Spark Connect Dotnet Variant Data Type

All Spark Connect Posts

I recently published the latest version of the Spark Connect Dotnet library which includes support for the new Variant data type in Apache Spark 4.0 here. One of the new features of Spark 4.0 is the Variant data type which is a faster way of processing Json data (see here).

Sample data

For this post I used a copy of the sample data from Adobe (https://opensource.adobe.com/Spry/samples/data_region/JSONDataSetSample.html).

Creating the Variant Column

The first thing we need to do is get the data into spark, normally you would have a file and do a spark.read on he json file, in this example I will have a hard coded string and use CreateDataFrame:

var jsonData = @"
[
	{
		""id"": ""0001"",
		""type"": ""donut"",
		""name"": ""Cake"",
		""ppu"": 0.55,
		""batters"":
			{
				""batter"":
					[
						{ ""id"": ""1001"", ""type"": ""Regular"" },
						{ ""id"": ""1002"", ""type"": ""Chocolate"" },
						{ ""id"": ""1003"", ""type"": ""Blueberry"" },
						{ ""id"": ""1004"", ""type"": ""Devil's Food"" }
					]
			},
		""topping"":
			[
				{ ""id"": ""5001"", ""type"": ""None"" },
				{ ""id"": ""5002"", ""type"": ""Glazed"" },
				{ ""id"": ""5005"", ""type"": ""Sugar"" },
				{ ""id"": ""5007"", ""type"": ""Powdered Sugar"" },
				{ ""id"": ""5006"", ""type"": ""Chocolate with Sprinkles"" },
				{ ""id"": ""5003"", ""type"": ""Chocolate"" },
				{ ""id"": ""5004"", ""type"": ""Maple"" }
			]
	},
	{
		""id"": ""0002"",
		""type"": ""donut"",
		""name"": ""Raised"",
		""ppu"": 0.55,
		""batters"":
			{
				""batter"":
					[
						{ ""id"": ""1001"", ""type"": ""Regular"" }
					]
			},
		""topping"":
			[
				{ ""id"": ""5001"", ""type"": ""None"" },
				{ ""id"": ""5002"", ""type"": ""Glazed"" },
				{ ""id"": ""5005"", ""type"": ""Sugar"" },
				{ ""id"": ""5003"", ""type"": ""Chocolate"" },
				{ ""id"": ""5004"", ""type"": ""Maple"" }
			]
	},
	{
		""id"": ""0003"",
		""type"": ""donut"",
		""name"": ""Old Fashioned"",
		""ppu"": 0.55,
		""batters"":
			{
				""batter"":
					[
						{ ""id"": ""1001"", ""type"": ""Regular"" },
						{ ""id"": ""1002"", ""type"": ""Chocolate"" }
					]
			},
		""topping"":
			[
				{ ""id"": ""5001"", ""type"": ""None"" },
				{ ""id"": ""5002"", ""type"": ""Glazed"" },
				{ ""id"": ""5003"", ""type"": ""Chocolate"" },
				{ ""id"": ""5004"", ""type"": ""Maple"" }
			]
	}
]
";

var id = "adobeData";

var df = spark.CreateDataFrame(new (object, object)[]{(jsonData, id),}, "json", "id");

In this instance CreateDataFrame takes a tuple as a row so we are creating a row that looks like this:

+--------------------+---------+
|                json|       id|
+--------------------+---------+
|\n[\n\t{\n\t\t"id...|adobeData|
+--------------------+---------+

ParseJson

The first new function we will look at is ParseJson this is what takes a json string and converts it to a Variant type:

df = df.Select(ParseJson(Col("json")).Alias("variant_data"));
df.Show();
+--------------------+
|        variant_data|
+--------------------+
|[{"batters":{"bat...|
+--------------------+

and the schema:

df.PrintSchema();
root
 |-- variant_data: variant (nullable = true)

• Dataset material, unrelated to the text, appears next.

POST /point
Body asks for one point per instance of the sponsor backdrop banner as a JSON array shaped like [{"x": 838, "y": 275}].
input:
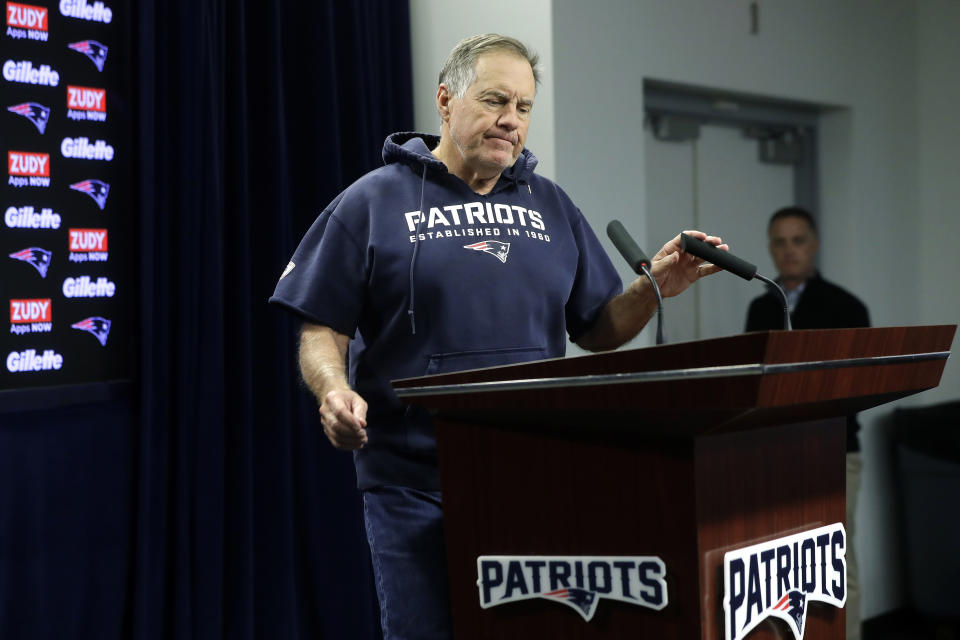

ooh nice, that isn’t a string but an actual Variant, lets prove we understand it in .NET:

foreach (var schemaField in df.Schema.Fields)
{
	Console.WriteLine($"{schemaField.Name} of type {schemaField.DataType.TypeName}");
}
variant_data of type variant

lovely, we have a variant from the JSON. Lets extract some data, firstly we have VariantGet which allows us to extract a field from the variant:

df.Select(
		VariantGet(df["variant_data"], "$[0].batters.batter[0].id").Alias("batterId"),
		VariantGet(df["variant_data"], "$[0].batters.batter[0].type").Alias("batterType"),
		VariantGet(df["variant_data"], "$[0].id").Alias("id")
	).Show();
+--------+----------+------+
|batterId|batterType|    id|
+--------+----------+------+
|  "1001"| "Regular"|"0001"|
+--------+----------+------+

Now this is good but the data we have is an array and although VariantGet allows us to extract the data, we can’t extract all the rows, for that we need explode_variant which is currently only available in Spark SQL, it isn’t available in either the scala or pyspark API so we will need to create a view of our table and use spark.Sql against that view:

df.CreateOrReplaceTempView("data");

spark.Sql(@"
	SELECT u.* FROM variant_explode((SELECT variant_data FROM data)) AS t, LATERAL variant_explode(t.value) as u
").Show();

+---+-------+--------------------+
|pos|    key|               value|
+---+-------+--------------------+
|  0|batters|{"batter":[{"id":...|
|  1|     id|              "0001"|
|  2|   name|              "Cake"|
|  3|    ppu|                0.55|
|  4|topping|[{"id":"5001","ty...|
|  5|   type|             "donut"|
|  0|batters|{"batter":[{"id":...|
|  1|     id|              "0002"|
|  2|   name|            "Raised"|
|  3|    ppu|                0.55|
+---+-------+--------------------+
only showing top 10 rows

and there we have it, we can see the data extracted from the variant.

As soon as the variant_explode function is available to call I will make it available, if it happens that you need it before I have made it available then this is another reminder that you can implement any methods you need by making the gRPC calls yourself or by using the helpers in the spark connect dotnet library, something like this:

df.Select(
	new Column(new Expression
	{
		UnresolvedFunction = new Expression.Types.UnresolvedFunction
		{
			FunctionName = "variant_explode", IsDistinct = false, IsUserDefinedFunction = false, Arguments = { Col("variant_data").Expression }
		}
	})
).Show();

currently this fails with:

Unhandled exception. Grpc.Core.RpcException: Status(StatusCode="Internal", Detail="[UNRESOLVED_ROUTINE] Cannot resolve routine `variant_explode` on search path [`system`.`builtin`, `system`.`session`, `spark_catalog`.`default`]. SQLSTATE: 42883")

but when the function is available it should work fine, happy varianting!